PubMed 26398235
Referenced in: none
Automatically associated channels: Kv1.2
Title: Characterization of Kbot21 Reveals Novel Side Chain Interactions of Scorpion Toxins Inhibiting Voltage-Gated Potassium Channels.
Authors: Rym ElFessi-Magouri, Steve Peigneur, Houcemeddine Othman, Najet Srairi-Abid, Mohamed ElAyeb, Jan Tytgat, Riadh Kharrat
Journal, date & volume: PLoS ONE, 2015 , 10, e0137611
PubMed link: http://www.ncbi.nlm.nih.gov/pubmed/26398235
Abstract
Scorpion toxins are important pharmacological tools for probing the physiological roles of ion channels which are involved in many physiological processes and as such have significant therapeutic potential. The discovery of new scorpion toxins with different specificities and affinities is needed to further characterize the physiology of ion channels. In this regard, a new short polypeptide called Kbot21 has been purified to homogeneity from the venom of Buthus occitanus tunetanus scorpion.
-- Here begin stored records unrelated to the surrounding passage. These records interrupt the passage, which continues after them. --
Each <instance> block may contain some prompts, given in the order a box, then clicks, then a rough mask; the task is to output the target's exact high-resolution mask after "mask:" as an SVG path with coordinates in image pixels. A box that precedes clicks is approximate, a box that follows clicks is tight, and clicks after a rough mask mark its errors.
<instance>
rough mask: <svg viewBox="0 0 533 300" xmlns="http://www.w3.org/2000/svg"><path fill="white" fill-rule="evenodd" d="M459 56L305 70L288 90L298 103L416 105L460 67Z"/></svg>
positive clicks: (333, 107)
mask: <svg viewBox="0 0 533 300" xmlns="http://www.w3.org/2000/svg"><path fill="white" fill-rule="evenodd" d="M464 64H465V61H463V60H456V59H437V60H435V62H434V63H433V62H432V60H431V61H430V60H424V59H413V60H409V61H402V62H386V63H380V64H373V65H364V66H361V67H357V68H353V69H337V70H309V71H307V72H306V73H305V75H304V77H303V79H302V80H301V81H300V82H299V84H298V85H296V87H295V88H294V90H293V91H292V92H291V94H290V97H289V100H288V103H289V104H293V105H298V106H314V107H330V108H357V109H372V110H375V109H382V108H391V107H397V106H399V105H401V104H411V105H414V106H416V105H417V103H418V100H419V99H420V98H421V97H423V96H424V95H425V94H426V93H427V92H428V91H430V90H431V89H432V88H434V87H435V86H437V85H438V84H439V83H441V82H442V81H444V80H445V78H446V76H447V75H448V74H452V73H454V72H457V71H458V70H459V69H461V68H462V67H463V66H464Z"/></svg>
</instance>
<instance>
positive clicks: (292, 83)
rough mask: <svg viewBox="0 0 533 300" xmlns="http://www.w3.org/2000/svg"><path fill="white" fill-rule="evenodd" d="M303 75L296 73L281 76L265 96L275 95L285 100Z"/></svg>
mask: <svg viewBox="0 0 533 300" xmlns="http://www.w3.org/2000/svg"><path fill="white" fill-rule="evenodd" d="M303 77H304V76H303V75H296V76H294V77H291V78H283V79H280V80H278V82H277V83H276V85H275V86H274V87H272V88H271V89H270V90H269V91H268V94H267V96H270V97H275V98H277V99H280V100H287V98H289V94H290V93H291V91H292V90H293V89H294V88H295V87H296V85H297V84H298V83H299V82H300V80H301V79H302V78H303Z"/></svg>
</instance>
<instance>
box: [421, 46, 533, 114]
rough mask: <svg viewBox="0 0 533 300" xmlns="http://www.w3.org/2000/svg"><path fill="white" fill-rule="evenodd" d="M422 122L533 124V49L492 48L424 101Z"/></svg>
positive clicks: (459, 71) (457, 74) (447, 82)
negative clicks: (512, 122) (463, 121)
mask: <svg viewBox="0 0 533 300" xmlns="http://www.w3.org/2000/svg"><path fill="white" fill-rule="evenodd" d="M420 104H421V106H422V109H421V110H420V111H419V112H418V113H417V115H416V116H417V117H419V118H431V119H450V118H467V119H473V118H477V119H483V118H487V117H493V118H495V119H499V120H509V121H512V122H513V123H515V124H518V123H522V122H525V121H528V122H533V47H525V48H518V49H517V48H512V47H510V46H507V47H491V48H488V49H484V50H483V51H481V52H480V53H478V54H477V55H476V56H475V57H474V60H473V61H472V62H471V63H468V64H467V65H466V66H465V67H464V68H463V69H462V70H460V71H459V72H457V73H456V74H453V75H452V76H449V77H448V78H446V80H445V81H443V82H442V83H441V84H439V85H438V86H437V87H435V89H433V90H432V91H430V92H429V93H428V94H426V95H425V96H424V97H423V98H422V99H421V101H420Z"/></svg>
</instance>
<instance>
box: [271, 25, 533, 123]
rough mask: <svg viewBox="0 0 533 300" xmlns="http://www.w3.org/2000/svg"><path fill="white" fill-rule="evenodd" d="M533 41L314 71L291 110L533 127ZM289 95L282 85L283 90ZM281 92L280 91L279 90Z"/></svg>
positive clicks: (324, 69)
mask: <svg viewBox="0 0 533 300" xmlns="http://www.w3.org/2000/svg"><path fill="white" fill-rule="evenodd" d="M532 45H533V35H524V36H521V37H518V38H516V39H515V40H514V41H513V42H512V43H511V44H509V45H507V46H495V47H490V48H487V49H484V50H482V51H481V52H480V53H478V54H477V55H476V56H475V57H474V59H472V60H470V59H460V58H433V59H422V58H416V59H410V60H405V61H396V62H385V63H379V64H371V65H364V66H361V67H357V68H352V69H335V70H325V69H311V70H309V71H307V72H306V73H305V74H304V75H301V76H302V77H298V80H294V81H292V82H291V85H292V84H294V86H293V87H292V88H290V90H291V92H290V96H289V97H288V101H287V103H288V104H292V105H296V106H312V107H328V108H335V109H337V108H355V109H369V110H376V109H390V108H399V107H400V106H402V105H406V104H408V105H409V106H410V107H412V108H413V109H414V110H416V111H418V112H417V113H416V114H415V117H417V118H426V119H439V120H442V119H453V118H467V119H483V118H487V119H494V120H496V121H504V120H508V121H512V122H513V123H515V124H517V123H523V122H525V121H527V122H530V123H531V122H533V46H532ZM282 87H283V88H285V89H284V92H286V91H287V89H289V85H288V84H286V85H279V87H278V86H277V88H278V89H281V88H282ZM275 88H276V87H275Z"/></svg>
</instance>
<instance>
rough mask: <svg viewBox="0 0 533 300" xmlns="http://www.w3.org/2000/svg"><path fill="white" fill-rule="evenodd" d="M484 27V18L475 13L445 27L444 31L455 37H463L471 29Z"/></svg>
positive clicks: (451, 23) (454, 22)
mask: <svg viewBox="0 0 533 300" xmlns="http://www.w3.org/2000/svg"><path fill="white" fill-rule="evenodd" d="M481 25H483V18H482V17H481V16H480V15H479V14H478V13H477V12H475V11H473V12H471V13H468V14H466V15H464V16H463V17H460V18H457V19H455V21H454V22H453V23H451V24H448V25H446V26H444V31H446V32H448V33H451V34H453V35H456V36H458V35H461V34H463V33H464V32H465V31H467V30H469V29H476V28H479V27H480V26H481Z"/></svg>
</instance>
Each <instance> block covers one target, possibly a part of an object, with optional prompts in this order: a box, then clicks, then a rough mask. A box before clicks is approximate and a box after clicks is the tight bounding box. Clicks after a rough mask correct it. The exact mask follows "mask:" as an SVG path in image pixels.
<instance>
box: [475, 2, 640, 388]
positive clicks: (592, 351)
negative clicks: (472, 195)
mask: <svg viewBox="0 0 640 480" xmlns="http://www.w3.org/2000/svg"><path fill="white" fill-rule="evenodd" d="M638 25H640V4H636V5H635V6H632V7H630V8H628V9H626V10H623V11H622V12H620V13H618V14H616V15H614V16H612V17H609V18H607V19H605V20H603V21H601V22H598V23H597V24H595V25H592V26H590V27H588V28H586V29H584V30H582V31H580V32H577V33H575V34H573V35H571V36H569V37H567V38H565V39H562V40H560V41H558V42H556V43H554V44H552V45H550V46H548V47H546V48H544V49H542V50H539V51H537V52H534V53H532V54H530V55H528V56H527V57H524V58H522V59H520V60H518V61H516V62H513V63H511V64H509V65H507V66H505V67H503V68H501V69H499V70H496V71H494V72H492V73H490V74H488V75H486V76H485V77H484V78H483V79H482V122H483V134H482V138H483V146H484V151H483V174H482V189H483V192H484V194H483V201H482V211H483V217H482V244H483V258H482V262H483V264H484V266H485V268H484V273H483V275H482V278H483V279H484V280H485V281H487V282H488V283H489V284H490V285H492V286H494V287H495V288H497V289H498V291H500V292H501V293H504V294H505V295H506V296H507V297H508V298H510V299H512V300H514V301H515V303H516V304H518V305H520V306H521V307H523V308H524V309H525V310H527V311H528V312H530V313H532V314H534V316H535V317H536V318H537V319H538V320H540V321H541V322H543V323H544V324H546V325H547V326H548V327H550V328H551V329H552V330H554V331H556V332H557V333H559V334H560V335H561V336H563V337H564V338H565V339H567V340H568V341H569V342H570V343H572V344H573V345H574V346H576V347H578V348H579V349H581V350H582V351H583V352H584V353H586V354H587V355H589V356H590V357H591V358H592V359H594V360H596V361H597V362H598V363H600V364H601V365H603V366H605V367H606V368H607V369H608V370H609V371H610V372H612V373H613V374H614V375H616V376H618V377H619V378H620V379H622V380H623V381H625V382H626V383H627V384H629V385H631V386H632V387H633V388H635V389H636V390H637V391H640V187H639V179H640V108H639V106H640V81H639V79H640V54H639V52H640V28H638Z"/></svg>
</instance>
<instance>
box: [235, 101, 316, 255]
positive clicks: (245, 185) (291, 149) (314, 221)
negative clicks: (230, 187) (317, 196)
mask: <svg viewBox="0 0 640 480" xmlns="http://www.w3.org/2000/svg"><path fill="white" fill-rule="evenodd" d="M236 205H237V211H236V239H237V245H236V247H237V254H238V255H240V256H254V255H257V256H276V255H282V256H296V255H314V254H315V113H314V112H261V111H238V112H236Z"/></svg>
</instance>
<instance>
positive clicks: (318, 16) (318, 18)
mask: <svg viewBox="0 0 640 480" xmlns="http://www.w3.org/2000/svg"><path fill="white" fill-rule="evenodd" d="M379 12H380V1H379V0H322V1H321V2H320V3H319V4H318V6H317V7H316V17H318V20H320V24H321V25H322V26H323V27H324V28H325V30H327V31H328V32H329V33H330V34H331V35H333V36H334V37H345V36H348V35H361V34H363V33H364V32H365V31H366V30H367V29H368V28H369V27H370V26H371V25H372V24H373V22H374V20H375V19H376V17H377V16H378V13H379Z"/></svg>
Kbot21 is structurally related to BmBKTx1 from the venom of the Asian scorpion Buthus martensii Karsch. These two toxins differ by only two residues at position 13 (R /V) and 24 (D/N).Despite their very similar sequences, Kbot21 and BmBKTx1 differ in their electrophysiological activities. Kbot21 targets KV channel subtypes whereas BmBKTx1 is active on both big conductance (BK) and small conductance (SK) Ca2+-activated K+ channel subtypes, but has no effects on Kv channel subtypes. The docking model of Kbot21 with the Kv1.2 channel shows that the D24 and R13 side-chain of Kbot21 are critical for its interaction with KV channels.